Error handling in MVVM architecture in Swift

If you care about user experience, error handling is a big part you have to cover. We can design how an mobile app looks like when it works, but what happen when something goes wrong. Should we display an alert to the user? Can the error stay silent? And mostly how to implement it the best way with your current design pattern? Let’s see our options while following MVVM pattern.

Error-handling-swift

As prerequisite to this post, you need to be familiar with MVVM design pattern.

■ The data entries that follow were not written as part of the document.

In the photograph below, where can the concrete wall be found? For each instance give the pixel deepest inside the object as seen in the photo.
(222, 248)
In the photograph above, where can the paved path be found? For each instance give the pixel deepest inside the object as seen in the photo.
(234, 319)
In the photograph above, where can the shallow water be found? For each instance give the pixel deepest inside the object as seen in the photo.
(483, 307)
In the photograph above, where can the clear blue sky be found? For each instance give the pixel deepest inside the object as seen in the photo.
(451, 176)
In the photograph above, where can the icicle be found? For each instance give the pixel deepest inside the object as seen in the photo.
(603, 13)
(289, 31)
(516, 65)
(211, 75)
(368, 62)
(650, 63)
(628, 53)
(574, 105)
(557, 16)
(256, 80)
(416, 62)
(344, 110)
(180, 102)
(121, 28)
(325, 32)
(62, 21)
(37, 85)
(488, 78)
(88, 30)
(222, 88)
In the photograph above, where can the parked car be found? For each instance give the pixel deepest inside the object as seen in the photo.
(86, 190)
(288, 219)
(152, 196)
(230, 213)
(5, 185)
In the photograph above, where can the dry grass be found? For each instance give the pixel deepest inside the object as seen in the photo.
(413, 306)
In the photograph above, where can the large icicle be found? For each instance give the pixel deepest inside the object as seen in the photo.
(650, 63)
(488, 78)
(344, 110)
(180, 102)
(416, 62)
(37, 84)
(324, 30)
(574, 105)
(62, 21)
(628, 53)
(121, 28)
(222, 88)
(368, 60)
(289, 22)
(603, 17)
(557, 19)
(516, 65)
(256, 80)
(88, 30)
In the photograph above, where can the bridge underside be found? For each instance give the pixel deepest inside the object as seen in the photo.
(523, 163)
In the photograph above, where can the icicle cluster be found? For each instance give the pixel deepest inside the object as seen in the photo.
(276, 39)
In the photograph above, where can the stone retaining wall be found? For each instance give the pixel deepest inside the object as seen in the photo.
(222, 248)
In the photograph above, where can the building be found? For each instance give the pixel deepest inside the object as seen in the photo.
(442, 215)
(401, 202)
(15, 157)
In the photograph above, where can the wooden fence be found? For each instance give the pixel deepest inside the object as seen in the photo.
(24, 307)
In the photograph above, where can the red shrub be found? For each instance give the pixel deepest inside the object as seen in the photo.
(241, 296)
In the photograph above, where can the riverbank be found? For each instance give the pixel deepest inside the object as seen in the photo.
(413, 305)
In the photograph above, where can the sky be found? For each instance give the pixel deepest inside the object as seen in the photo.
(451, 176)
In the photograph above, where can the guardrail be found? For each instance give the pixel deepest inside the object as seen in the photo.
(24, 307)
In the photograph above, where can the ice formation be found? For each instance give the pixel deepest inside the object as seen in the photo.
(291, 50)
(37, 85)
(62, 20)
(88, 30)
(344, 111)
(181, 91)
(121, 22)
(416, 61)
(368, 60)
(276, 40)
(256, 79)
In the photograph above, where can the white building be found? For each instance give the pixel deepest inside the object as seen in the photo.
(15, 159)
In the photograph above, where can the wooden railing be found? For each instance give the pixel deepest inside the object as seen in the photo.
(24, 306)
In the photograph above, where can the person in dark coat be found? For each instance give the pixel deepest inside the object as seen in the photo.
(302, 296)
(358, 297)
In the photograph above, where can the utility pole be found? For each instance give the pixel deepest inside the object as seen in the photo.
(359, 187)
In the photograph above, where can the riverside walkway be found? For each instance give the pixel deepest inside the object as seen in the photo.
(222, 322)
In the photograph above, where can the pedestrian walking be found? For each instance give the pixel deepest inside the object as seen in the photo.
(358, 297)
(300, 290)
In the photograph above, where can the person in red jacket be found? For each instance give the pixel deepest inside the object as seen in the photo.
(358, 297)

If you’re not, don’t worry, I created a guid to show you how to implement it in Swift.

From my previous example, I have a View (here a UIViewController) asking its ViewModel to fetch currencies from server side.

class CurrencyViewController: UIViewController {

    var viewModel = CurrencyViewModel()

    override func viewDidLoad() {
        super.viewDidLoad()
        ... // more code here
        self.viewModel.fetchCurrencies()			
    }
}

struct CurrencyViewModel {

    func fetchCurrencies(_ completion: ((Result<Bool, ErrorResult>) -> Void)? = nil) {

        guard let service = service else {
            completion?(Result.failure(ErrorResult.custom(string: "Missing service")))
            return
        }

        service.fetchConverter { result in

            DispatchQueue.main.async {
                switch result {
                case .success(let converter) :
                    // reload data
                    self.dataSource?.data.value = converter.rates
                    completion?(Result.success(true))

                    break
                case .failure(let error) :
                    print("Parser error \(error)")
                    completion?(Result.failure(error))

                    break
                }
            }
        }
    }
}

As you can see, the challenge here around error handling is not when to forward the result to the view, but which way is the best one.

Closure as parameter

My first option was to give a completion handler once we fetch the data.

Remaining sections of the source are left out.